We looked at our phones together, swiping through the galleries of the last few days. Did we really see that? Remember the wonderful wine there. And that great Turkish coffee! Can you get me another glassful of that superb lemonade? Too soon it was time to leave for a drive to Pamukkale.
We flew in to Kayseri airport and ran through a thunderstorm to a bus which was to take us to Göreme. We dried off during the long bus journey as we looked out at the landscape which turned from green fields to the white rock chimneys which Cappadocia is famous for. Every guide and guidebook tells you how the word came from a Persian source which means Land of the Beautiful Horses, but a very interesting news story from four years ago throws some doubt on this etymology. Even Wikipedia, never known for scholarship, treads very gingerly around the issue of etymology. But it is a good story, and I don’t mind opening with a scene we came across in our first walk through the countryside which echoes it.
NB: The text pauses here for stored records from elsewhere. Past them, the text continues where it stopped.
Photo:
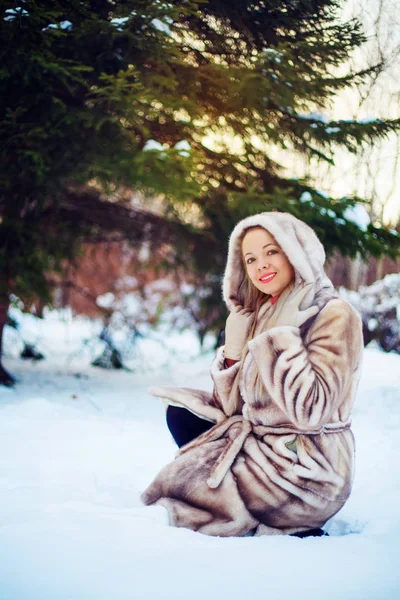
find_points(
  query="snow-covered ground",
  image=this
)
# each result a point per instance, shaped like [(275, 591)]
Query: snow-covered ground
[(79, 444)]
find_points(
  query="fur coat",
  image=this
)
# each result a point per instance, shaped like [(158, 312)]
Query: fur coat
[(284, 462)]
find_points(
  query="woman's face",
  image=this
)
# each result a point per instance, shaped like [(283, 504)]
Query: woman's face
[(266, 264)]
We dumped our baggage in our lovely room in the hotel, a modern house backed into a cliff of the volcanic material the area is famous for, and rushed out for a short walk. It was too late to walk to the nearby outdoor museum, but we took a side route into the Zemi valley and Görkündere ridge. This little-known walk is a wonderful introduction to the special landscape of Cappadocia. As you can see in the photo above, the flat landscape has been eroded into a succession of chimneys. Around Göreme you can see clearly the layers and varying colours of rock laid down in epsiodes of volcanism through the last 10 million years. Erosion can be seen today from about 5 million years ago. So the landscape would have looked roughly similar throughout human history. But of course erosion continues to this day. As evidence you can see at the bottom of the landscape, modern houses are several meters below the ancient rock-cut caves.
I love to see my landscape up close. The photo above shows the lovely textured rock which the free-standing chimneys are made of. It looks pretty friable, and I’m sure with a chisel and hammer I could make a pretty big dent in it. Many of the caves were probably carved out with these ancient tools. This mixture of pumice and compacted volcanic ash called tuff has a name; it is called Ignimbrite. This completely useless piece of information clutters up my mind. I hope that putting it down here will help me rid my mind of it. The darker rock at the top of the chimney is a harder cladding which protects the chimney like a roof.
The thunderstorm had left the place cool, and we needed our warm jackets over our tees as we walked. Now, when I look that this photo, I recall a guide’s story about why these structures are called fairy chimneys. According to him, people used to brew alcohol in these places, and sometimes the fumes would catch fire and be seen from far as a blue glow; so the name. Not very believable, but a nice story anyway. The huge vertical cracks in this rock will reduce it to rubble within a generation or two. Erosion is not always a slow process, nor is it uniform.
The walk was lovely; we saw birds, wild flowers, and insects, enjoyed the weather, and the slow change of light. The day had been stormy, and, as a result, the evening light was spectacular. One of the last things I could photograph was the light of the setting sun putting a lovely glow on clouds and rocks. Fairy chimneys? Enchantment? You better believe it.